The Virasoro algebra, a central extension of the Witt algebra, governs the infinitesimal conformal transformations; classification of its highest-weight representations led to the Kac determinant formula and conditions identified by Victor Kac and Feodor Smirnov. Verma modules, null vectors, and unitary conditions were elucidated in work by Alexander Zamolodchikov and Paul Ginsparg, with modular invariance constraints on partition functions analyzed by John Cardy and G. Moore. The role of central charge and fusion rules was clarified in the classification of rational theories pursued by Michael A. Nielsen and collaborators in the mathematical physics community.

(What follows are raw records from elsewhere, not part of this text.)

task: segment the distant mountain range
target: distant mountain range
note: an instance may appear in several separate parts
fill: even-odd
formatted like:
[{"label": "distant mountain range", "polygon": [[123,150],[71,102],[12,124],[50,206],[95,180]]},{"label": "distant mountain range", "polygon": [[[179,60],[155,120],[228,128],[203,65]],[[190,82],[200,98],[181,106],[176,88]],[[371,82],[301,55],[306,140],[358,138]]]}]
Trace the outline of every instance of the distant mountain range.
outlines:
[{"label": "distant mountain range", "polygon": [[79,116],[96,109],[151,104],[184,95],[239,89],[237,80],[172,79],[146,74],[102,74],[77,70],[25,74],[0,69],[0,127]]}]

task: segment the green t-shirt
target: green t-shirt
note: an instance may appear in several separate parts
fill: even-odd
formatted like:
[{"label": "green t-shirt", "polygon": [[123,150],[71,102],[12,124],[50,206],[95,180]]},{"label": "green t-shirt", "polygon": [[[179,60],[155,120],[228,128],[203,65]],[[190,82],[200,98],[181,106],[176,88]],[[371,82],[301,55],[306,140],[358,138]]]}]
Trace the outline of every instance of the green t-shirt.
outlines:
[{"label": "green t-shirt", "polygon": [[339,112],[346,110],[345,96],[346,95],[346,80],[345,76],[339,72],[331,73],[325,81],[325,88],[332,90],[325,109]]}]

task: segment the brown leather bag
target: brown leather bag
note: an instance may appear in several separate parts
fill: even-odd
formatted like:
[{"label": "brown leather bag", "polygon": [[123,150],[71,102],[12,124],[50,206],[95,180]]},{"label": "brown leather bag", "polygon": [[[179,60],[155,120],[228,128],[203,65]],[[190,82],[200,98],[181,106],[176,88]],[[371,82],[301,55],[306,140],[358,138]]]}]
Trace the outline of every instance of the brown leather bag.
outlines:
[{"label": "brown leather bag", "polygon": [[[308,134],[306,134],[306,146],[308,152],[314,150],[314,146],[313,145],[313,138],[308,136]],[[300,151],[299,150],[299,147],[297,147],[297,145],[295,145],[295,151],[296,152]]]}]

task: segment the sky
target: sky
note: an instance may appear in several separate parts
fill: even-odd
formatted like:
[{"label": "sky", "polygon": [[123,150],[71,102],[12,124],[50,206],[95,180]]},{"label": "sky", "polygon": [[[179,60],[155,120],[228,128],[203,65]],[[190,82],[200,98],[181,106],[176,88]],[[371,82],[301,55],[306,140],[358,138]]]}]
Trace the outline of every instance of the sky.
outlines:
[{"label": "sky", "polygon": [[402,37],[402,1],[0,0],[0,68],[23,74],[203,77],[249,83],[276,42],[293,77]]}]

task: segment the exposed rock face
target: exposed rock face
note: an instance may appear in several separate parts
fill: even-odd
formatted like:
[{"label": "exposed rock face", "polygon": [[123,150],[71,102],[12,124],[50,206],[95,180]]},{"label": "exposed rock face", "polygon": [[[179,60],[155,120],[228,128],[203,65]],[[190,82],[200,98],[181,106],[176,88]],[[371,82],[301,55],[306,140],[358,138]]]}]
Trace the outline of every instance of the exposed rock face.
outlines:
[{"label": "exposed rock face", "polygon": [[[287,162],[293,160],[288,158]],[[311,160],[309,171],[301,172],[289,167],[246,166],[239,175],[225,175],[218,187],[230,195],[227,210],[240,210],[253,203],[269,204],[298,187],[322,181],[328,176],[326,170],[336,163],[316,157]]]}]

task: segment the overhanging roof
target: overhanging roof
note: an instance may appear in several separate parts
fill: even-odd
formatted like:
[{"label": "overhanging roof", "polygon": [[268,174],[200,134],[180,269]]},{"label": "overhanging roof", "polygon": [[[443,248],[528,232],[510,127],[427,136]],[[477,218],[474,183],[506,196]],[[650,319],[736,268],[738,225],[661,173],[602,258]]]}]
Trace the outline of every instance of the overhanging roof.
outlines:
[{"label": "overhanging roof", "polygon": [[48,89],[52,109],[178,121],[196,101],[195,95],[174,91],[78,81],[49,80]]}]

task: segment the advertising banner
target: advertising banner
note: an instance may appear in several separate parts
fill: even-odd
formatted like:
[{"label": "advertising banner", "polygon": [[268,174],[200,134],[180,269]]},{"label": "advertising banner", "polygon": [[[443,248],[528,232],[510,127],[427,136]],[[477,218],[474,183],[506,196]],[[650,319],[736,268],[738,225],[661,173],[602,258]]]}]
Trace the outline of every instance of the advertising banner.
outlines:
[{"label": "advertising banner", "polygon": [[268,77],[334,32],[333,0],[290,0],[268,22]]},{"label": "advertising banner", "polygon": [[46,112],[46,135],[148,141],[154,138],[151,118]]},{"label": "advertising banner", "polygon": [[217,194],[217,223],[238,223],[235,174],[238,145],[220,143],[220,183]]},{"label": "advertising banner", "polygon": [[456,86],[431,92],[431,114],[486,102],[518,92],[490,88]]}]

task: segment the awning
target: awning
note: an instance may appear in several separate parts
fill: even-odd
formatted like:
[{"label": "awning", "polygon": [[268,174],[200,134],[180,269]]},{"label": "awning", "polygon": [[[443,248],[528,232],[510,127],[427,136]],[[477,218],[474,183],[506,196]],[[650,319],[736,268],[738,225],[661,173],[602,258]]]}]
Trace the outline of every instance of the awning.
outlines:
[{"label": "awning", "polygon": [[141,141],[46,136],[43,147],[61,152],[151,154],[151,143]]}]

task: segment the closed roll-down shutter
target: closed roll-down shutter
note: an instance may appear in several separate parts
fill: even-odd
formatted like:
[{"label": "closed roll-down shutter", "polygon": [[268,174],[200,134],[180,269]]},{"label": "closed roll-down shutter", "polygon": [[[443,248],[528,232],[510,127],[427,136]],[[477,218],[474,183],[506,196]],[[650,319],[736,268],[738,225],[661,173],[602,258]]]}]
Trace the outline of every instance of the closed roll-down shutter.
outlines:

Minimal models provide discrete series of rational CFTs labeled by two coprime integers in the A-D-E classification linked to work by Vladimir A. Fateev and Alexander Zamolodchikov, and to the A-D-E pattern studied in the context of Lie algebras and Dynkin diagrams. Famous examples include the Ising model, the Tri-critical Ising model, and models related to the Lee–Yang edge singularity analyzed by C. N. Yang and T. D. Lee. Modular invariant partition functions and Verlinde formula consequences were developed in research by Erik Verlinde and implemented in rational CFT classifications by G. Moore and Nathan Seiberg.
In Statistical mechanics, 2D CFT describes critical points of lattice models such as the Ising model, q-state Potts model, and percolation; scaling dimensions computed in CFT match numerical and exact results from studies by Lars Onsager and B. M. McCoy. In String theory, worldsheet formulations use 2D CFT to quantize strings on backgrounds studied by Edward Witten, with consistency conditions tied to modular invariance and anomalies examined by Michael Green and John Schwarz. Connections to modern developments include the AdS/CFT correspondence proposals by Juan Maldacena when considering two-dimensional limits and the use of 2D CFT techniques in topological field theories investigated by Edward Witten and Graeme Segal.
Techniques include conformal bootstrap constraints, analytic continuation on the Riemann sphere, modular bootstrap on the torus, and Coulomb gas methods introduced by Alexander Belavin and Vladimir Dotsenko. Algebraic approaches use representation theory of the Virasoro algebra and affine Lie algebras studied by Victor Kac and Igor Frenkel, while numerical and Monte Carlo studies connect to work by Kenneth Wilson and Michael Fisher. Vertex operator algebras and modular tensor categories, developed by Richard Borcherds and others, provide rigorous frameworks employed in classification and computation of fusion rules and partition functions.